Şimdi buradan yola çıkarak Kanal İstanbul'un bir beton projesi olduğunu, TOKİ Başkanı’nın biraz önce bahsettiğim açıklamaları aslında çok net bir şekilde anlamış olduk. İstanbullunun bunun farkına varması gerekiyor. İstanbul'un gerçek gündemleri var. İstanbul’un deprem gündemi var. İstanbul'un su krizi var. İstanbul iklim krizi var. Bakın İstanbul'un gıda krizi var. Kanal İstanbul güzergahı içerisindeki tarım arazilerini verimli kullanırsak gerçekten tarım alanı olarak verimli kullanabilirsek çarpan etkisi ile 30 istihdam sağlayabilecek bir yetkiye sahip. Kanal İstanbul projesi dünyada bildiğimiz kadarıyla dünyada bir ilk. Devlet eliyle bir baraj yok ediliyor Kanal İstanbul projesi yapılırsa. Yani bizim bu kadar su kriziyle, iklim kriziyle mücadele ettiğimiz bir yerde böyle bir projeyi bir arsa yaratmak, bir konut yaratmak ve bir beton üzerinden savunmanın siyasi olarak bize getireceklerini İstanbul'a getireceklerini görüyoruz. Çoklu kriz yaşıyor bu şehir. Gerçekten çoklu kriz yaşıyor. Çoklu kriz yaşadığımız bir ortamda biz konuyu sadece bir beton sadece bir metrekare sadece bir arsa özelinde konuşamayız. 

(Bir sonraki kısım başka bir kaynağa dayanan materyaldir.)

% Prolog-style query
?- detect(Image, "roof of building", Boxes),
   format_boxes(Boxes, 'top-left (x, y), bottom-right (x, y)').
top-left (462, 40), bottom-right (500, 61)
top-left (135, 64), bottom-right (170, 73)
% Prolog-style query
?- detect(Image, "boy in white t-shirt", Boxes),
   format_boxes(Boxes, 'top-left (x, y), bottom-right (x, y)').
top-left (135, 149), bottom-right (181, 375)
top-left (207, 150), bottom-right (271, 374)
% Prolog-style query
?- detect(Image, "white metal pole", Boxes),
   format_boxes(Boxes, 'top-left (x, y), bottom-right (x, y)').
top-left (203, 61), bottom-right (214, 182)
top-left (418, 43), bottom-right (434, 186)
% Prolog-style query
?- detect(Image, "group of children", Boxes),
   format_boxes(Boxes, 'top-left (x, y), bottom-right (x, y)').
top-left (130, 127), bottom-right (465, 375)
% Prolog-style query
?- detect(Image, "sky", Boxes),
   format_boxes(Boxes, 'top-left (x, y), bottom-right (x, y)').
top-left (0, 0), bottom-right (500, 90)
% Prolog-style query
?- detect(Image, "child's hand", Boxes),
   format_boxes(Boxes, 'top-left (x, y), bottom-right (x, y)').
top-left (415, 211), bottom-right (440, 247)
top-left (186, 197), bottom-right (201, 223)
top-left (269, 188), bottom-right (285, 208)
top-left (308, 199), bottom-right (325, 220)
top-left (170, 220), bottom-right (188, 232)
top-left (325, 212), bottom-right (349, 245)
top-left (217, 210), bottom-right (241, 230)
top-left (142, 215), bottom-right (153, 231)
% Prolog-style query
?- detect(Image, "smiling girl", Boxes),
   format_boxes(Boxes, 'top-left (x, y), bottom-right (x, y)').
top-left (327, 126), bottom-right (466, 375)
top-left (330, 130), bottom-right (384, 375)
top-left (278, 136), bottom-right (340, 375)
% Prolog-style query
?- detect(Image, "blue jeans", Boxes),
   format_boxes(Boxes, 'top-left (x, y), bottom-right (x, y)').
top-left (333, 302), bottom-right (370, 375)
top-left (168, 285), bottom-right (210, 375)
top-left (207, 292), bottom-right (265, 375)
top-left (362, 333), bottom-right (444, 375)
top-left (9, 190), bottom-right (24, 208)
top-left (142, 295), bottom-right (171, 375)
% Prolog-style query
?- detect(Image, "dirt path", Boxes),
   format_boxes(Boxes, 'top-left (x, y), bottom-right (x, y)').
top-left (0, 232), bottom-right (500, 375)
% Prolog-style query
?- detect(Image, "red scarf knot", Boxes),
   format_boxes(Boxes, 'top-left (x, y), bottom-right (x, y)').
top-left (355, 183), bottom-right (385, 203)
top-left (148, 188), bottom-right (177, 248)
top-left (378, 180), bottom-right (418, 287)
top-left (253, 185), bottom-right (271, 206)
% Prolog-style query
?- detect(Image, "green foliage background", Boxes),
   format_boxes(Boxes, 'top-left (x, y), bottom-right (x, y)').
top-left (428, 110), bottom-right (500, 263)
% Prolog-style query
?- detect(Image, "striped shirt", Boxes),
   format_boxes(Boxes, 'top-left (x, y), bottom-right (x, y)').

Belediye binamızın hemen önünde, önündeki araziden bahsediyorum. Belediye binamızın hemen arkasının da yine bakanlık eliyle daha önce özel proje alanı ilan edilmiş inşaatı devam eden bir iş var. Hemen önünde de yine rezerv yapı alanı ilan edildi. Bakın rezerv yapı alanı 6306 sayılı Kentsel Dönüşüm Yasası’nın uygulama araçlarından biridir. Yani bu nedir? O bölgede kentsel dönüşümle ilgili, yapı stoğunun dönüşümüyle ilgili, yapı stokunun daha iyileşmesi için depreme, o kentin daha dirençli hale dönüşmesi için olması için yapılan uygulamalardır. Fakat ne için olduğunu bilmiyoruz. Rezerv yapı alanı ilan edildi bir plan yapılacak. Bildiğimiz, duyduğumuz, işittiğimiz çok yüksek katlı 260 bin 270 bin metrekareli bir büyük bir projenin rezidans, AVM vesaire karma projenin geldiği… Bu böyle olmaz. Yani bu kadar yetki karmaşası ile bu kadar sadece o alanı aldık eline onun rantını üç beş müteahhite aktaralım bu böyle yaklaşılamaz artık. Bu konu bitti yani İstanbul bu konuda nefesini tüketti işin açıkçası. Dolayısıyla o proje belediyemizin arkasında devam eden 650 bin metrekarelik diğer proje. Bakın bunların ikisinin toplamı bir milyon metrekare yapıyor. Bir milyon metrekare sadece şöyle bir örnek vereyim. Şişli'de Merkez Mahallesi dediğimiz yoğun bir mahalle, Merkez Mahallesi’nin bütün binaların metrekaresini toplayın dairelerinin bir milyon yüz bin metrekare. Yani bir mahalleyi siz getirip Şişli'nin ortasına koyuyorsunuz. Bunu vatandaşın ve yurttaşın anlayacağı dilden söyleyeyim. Evden çıkıp işinize yarım saatte giderseniz bir saatte. Şu anda yarım saatte dönüyorsanız eve dönüşünüz olur doksan dakika. Yani bu sadece Şişli'nin konusu değil. Bu artık İstanbul'un konusu olur. Ben onun için Şişli'nin Kanal İstanbul’u diyorum oraya gerçekten. İstanbul'da bir Kanal İstanbul gerçeğini ve bir Kanal İstanbul çıkmazını ve bir sür reel hayalini konuşuyorsak orası da Şişli'nin Kanal İstanbul'udur.”